Question

Minimize z = x + 2y,

Subject to x + 2y ≥ 50, 2x – y ≤ 0, 2x + y ≤ 100, x ≥ 0, y ≥ 0.

Answer 1

First we draw the lines AB, OC and AD whose equations are x + 2y = 50, 2x – y = 0 and 2x + y = 100 respectively.

Line	Equation	Points		Sign	Region
AB	x + 2y = 50	A(50, 0)	B(0, 25)	≥	non-origin side of the line AB
OC	2x – y = 0	O(0, 0)	C(10, 20)	≤	the side where B lies
AD	2x + y = 100	A(50, 0)	D(0, 100)	≤	origin side of the line AD

The feasible region is BCPDB which is shaded in the graph.

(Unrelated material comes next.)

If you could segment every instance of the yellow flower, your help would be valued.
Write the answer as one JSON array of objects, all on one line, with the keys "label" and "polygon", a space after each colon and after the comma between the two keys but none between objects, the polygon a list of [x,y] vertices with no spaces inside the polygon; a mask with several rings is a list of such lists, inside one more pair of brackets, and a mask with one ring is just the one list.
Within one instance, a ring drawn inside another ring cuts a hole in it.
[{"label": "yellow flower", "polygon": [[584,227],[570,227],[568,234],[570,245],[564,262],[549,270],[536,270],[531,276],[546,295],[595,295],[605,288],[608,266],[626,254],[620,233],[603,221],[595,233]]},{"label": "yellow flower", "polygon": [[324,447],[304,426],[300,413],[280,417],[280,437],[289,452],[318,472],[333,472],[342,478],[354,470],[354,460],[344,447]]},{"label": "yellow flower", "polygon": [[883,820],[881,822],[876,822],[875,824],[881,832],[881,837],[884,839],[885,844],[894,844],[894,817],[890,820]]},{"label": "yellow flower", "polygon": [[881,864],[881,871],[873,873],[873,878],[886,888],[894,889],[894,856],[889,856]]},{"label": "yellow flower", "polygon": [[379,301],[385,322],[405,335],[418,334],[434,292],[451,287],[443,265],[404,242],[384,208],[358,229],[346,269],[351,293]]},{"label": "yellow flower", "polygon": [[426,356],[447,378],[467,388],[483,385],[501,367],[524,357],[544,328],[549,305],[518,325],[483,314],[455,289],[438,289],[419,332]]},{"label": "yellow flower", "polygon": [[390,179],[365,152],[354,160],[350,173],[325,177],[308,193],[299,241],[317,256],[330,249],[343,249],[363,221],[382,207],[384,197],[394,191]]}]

The vertices of the feasible region are B(0, 25), C(10, 20), P and D(0, 100).

P is the point of intersection of the lines

2x + y = 100     ...(1)

and 2x – y = 0

On adding, we get

4x = 100

∴ x = 25

∴ From (1), 2(25) + y = 100

∴ 50 + y = 100

∴ y = 50

∴ P = (25, 50)

The values of the objective function z = x + 2y at these vertices are

z(B) = 0 + 2(25) = 50,

z(C) = 10 + 2(20) = 50

z(P) = 25 + 2(50) = 125,

z (D) = 0 + 2(100) = 200

∴ z has minimum value 50 at two consecutive vertices B and C.

∴ z has minimum value 50 at every point of segment joining the points B(0, 25) and C(10, 20).

Hence, there are infinite number of optimal solutions.